It was a title he’d been given the day he ascended, a title most cultivators within the Heroic Realm received, sooner or later. A natural consequence of the lives they lived. He took pride in it, as he knew his wife and their companions did. The life of a hero was fraught with dangers, both internal and external, but that was what made it so rewarding.

Celebrating success was important. It wasn’t always the case that the monsters lost, after all. He’d seen that particular reality for himself. Lived it, since he was a boy.

There were some monsters that even heroes couldn’t slay.

Damon Aetos stood in the gaping entry to his office. His door had been kicked cleanly off its hinges. The force of the conflict that had taken place in the hall had carried through the open entry, shattering the dining couch and table entirely. The contents of the wall-carved shelves were scattered around the room - some had been blown clear off the terrace, into the central pavilion outside.

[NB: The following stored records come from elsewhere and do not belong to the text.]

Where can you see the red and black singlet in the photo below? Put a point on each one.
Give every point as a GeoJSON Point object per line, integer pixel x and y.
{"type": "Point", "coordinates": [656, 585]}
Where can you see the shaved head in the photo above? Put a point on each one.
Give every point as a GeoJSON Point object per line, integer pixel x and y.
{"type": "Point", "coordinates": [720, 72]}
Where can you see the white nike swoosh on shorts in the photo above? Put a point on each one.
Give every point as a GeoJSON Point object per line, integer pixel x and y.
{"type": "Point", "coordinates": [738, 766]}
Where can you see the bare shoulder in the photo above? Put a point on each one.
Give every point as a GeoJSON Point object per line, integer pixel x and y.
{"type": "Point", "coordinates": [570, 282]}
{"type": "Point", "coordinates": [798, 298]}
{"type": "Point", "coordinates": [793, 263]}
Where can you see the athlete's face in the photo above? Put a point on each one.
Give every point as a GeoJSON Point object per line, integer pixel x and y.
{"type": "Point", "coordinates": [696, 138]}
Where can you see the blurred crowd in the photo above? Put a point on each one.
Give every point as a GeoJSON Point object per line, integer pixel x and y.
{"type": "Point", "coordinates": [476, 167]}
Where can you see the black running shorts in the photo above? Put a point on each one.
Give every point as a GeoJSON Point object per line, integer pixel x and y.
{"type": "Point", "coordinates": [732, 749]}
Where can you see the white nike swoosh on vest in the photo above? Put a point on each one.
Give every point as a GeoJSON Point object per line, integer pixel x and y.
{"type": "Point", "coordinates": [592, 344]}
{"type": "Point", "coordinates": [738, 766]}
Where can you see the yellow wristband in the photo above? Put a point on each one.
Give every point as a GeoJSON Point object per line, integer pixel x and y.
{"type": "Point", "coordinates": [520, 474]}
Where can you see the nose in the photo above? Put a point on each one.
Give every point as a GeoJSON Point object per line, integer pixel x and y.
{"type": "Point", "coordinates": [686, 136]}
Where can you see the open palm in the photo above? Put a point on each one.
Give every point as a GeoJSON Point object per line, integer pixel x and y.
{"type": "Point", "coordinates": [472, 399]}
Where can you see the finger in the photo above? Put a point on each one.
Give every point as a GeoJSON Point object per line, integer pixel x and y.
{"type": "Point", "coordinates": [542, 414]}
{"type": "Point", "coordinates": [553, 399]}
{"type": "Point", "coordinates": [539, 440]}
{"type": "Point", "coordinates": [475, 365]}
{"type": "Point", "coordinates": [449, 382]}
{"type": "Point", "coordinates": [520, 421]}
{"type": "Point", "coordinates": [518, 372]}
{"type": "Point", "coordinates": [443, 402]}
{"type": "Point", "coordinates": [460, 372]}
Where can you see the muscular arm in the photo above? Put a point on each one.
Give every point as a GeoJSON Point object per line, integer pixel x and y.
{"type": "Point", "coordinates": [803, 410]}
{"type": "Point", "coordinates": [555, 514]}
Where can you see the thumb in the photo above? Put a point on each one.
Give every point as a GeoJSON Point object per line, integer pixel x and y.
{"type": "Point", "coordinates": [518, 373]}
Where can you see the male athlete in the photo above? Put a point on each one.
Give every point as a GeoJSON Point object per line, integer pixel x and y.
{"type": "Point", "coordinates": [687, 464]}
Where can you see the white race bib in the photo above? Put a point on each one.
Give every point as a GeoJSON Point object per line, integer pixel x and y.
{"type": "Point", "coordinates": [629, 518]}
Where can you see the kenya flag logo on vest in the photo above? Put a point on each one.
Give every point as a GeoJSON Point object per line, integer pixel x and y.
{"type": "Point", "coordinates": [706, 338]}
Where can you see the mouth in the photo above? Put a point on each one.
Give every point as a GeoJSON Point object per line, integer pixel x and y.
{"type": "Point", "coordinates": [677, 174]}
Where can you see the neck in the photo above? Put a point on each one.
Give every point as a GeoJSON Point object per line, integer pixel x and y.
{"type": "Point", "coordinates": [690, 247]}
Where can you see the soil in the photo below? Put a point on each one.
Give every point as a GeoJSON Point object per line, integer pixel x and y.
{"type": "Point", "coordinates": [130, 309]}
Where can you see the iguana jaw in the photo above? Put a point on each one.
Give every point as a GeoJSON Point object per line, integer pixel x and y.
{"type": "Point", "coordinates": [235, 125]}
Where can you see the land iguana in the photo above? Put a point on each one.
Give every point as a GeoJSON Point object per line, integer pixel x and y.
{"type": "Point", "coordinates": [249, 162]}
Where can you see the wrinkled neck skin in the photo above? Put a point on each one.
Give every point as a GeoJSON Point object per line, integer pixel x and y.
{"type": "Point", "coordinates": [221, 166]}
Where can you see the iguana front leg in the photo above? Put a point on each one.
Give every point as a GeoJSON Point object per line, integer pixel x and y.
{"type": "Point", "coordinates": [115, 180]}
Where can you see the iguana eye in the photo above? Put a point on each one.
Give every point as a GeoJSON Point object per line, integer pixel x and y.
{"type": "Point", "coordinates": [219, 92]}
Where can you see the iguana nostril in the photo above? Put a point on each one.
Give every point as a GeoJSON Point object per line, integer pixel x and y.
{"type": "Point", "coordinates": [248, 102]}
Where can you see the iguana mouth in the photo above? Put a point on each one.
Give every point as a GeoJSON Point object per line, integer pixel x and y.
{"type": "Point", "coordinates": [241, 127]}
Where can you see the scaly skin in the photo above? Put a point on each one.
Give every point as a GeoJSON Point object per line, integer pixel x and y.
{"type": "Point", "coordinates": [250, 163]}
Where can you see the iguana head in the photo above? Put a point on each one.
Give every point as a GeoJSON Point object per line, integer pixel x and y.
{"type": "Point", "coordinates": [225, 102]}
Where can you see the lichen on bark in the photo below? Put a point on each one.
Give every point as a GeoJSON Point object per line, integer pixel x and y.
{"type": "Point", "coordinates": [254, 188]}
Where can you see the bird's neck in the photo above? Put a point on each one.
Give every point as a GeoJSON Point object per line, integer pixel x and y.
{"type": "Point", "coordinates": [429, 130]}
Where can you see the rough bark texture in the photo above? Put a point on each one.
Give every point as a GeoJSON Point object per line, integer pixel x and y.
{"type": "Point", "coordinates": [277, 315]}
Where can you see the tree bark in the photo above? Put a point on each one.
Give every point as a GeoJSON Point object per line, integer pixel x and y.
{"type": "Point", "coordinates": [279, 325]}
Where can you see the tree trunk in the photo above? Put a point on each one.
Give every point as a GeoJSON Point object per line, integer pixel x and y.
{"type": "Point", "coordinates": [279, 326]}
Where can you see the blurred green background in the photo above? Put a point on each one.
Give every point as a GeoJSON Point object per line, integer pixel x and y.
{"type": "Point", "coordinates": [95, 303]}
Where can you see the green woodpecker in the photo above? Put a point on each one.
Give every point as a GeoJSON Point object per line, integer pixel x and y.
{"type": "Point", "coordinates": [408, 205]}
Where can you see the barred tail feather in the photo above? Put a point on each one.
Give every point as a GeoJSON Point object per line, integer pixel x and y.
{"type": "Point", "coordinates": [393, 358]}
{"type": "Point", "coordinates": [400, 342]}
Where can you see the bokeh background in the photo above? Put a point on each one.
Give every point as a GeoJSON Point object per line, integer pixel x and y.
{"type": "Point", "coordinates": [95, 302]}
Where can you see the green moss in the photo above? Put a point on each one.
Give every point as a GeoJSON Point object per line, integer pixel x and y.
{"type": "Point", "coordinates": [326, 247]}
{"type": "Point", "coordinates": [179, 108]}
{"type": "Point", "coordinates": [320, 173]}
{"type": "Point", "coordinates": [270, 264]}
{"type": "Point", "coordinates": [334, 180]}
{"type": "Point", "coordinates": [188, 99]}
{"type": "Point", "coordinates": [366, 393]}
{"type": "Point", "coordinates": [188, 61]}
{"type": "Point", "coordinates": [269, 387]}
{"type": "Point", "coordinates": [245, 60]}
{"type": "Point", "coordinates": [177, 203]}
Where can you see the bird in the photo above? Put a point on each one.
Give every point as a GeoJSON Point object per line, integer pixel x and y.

The Tyrant of the Rosy Dawn stepped into his office and righted his desk. It had been thrown up against the back wall, but unlike the other furniture it had weathered the blow. Lacking a proper seat, he leaned back against it, arms crossed.

“Enter.”

Niko entered the ruined office with his bride at his side, a bracing hand on the small of her back. She was tense, understandably so. The initiation rites were an interesting experience, even to a cultivator of her stature, and the mystery at the bottom of the eastern mountain range baffled the mind no matter where you stood among heaven and earth. Niko had wondered, as they descended, whether it would be different now that he’d reached the same realm as his aunts and uncles, if there would be any greater clarity. But no. It had been just the same.

Then they’d exited the mountain, reeling from the mystery of the bisected corpse of the fallen sun god, and found the cult in chaos. It hadn’t been hard to guess who was behind it.

Niko’s stomach sank as his cousins slunk into the office like beaten dogs. They had the marks to match their posture, too. Bruises, split lips, and black eyes abounded. The entire right side of Heron’s face was already darkening into an ugly purple bruise, leftover from a vicious backhand. Poor Rena’s left eye was almost entirely swollen shut. Castor gingerly cradled a broken wrist, and Myron walked with a noticeable limp.

Lydia was the worst by far. She had escaped with the least physical damage, but her expression was haunting. She looked utterly lost. As the five of them knelt in front of the kyrios, she was the only one who didn’t look shamefully at the floor. She stared straight ahead.

“What happened here?” Damon asked. His voice was level. Iphys inhaled quietly, circulating her pneuma. Niko shook his head. She glanced at him, hesitated, but released it.

If it came to that, it wouldn’t matter anyway.

“I saw Lio leave the pavilion,” Myron said. The other three cousins that were paying attention to the conversation visibly relaxed. “He’d been acting strange since Niko arrived, so I followed him. He went looking for Sol-”

“Sol?” Damon interrupted. Myron swallowed.

“The slave, uncle. The one that Lio sponsored for initiation.”

“Why do you know this slave by name?” Damon asked.

“We used to spend time together, the three of us,” Myron admitted.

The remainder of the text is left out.